CKWM-FM
- Kentville, Nova Scotia; Canada;
- Frequency: 94.9 MHz
- Branding: Magic 94.9

Programming
- Format: Adult contemporary

Ownership
- Owner: Maritime Broadcasting System
- Sister stations: CKEN-FM

History
- First air date: March 14, 1965
- Former call signs: CKEN-FM (1956–2003)
- Call sign meaning: Kentville-Wolfville Municipality (broadcast area)

Technical information
- Class: C
- ERP: 100 kW (horizontal only)
- HAAT: 237.4 metres (779 ft)

Links
- Webcast: Listen Live
- Website: magic949.ca

= CKWM-FM =

Radio station in Kentville, Nova Scotia

CKWM-FM is a Canadian radio station broadcasting from Kentville, Nova Scotia at 94.9 FM owned by the Maritime Broadcasting System.
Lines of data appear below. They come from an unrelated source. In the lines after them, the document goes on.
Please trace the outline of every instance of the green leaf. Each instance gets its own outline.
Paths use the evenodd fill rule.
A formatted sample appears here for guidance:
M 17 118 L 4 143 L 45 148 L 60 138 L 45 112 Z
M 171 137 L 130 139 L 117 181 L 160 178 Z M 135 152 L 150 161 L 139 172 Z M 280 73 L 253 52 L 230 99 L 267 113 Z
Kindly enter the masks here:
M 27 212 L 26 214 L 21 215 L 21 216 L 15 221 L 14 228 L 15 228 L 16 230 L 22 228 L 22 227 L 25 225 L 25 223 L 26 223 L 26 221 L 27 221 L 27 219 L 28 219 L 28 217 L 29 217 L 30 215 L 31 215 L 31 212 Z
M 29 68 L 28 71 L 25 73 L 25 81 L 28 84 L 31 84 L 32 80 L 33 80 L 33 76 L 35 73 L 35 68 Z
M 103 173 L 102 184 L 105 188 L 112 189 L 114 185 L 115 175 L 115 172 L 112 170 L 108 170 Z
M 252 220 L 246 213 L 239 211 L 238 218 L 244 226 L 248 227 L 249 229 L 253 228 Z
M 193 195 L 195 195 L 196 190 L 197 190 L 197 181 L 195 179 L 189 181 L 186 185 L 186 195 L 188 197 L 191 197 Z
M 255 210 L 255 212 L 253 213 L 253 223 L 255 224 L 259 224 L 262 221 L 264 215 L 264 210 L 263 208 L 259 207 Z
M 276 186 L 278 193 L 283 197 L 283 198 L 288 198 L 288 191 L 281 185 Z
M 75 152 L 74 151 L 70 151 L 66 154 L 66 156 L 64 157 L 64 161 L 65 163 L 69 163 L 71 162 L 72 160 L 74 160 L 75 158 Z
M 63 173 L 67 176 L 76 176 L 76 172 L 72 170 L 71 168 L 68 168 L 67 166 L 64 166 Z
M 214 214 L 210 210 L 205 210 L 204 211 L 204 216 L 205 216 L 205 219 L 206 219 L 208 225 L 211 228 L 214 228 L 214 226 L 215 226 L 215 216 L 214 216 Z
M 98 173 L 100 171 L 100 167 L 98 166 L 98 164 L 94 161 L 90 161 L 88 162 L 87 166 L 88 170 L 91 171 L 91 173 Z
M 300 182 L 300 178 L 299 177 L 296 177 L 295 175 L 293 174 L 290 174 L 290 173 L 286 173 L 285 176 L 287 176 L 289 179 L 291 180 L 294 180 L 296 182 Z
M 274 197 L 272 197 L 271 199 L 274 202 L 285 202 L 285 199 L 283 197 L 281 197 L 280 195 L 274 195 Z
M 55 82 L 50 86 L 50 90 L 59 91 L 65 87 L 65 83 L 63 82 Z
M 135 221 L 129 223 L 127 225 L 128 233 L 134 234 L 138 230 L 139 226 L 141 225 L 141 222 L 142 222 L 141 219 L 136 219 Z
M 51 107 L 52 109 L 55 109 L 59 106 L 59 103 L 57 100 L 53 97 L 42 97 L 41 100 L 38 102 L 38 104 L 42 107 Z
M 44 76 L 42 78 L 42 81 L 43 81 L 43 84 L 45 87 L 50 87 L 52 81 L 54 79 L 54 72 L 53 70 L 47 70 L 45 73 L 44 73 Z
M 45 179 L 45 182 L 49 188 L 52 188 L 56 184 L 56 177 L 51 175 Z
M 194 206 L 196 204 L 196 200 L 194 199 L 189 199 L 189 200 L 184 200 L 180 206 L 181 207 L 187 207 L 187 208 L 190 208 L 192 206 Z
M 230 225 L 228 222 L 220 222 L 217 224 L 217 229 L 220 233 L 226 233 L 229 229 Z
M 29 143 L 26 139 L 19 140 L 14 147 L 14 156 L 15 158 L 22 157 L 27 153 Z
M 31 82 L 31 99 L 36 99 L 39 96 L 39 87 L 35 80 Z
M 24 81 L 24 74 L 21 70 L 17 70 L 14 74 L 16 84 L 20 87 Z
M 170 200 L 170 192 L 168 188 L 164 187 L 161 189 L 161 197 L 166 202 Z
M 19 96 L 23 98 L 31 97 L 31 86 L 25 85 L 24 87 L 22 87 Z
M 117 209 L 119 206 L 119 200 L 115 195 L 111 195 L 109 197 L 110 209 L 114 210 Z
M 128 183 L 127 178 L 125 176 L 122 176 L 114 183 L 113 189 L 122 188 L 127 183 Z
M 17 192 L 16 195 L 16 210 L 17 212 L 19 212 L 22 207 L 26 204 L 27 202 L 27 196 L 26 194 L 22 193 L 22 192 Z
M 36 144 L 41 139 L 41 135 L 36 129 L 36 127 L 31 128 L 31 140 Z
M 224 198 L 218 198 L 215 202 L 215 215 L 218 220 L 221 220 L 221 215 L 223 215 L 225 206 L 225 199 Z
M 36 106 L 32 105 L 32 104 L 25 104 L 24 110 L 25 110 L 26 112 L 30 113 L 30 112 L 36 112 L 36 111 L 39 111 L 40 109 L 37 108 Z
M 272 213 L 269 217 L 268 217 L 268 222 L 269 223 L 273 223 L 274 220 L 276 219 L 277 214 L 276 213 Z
The station currently plays an adult contemporary format branded on-air as "Magic 94.9".

The station began broadcasting on March 14, 1965 as CKEN-FM. From 1981 to 1988, it was a station affiliate of CBC Stereo.

On January 10, 2003, CKEN moved to sister station CKWM-FM’s 97.7 MHz frequency from 1490 AM. CKWM-FM Magic 97 took the 94.9 frequency that CKEN had applied for, becoming Magic 94.9, while CKEN became AVR (Annapolis Valley Radio) at 97.7 FM.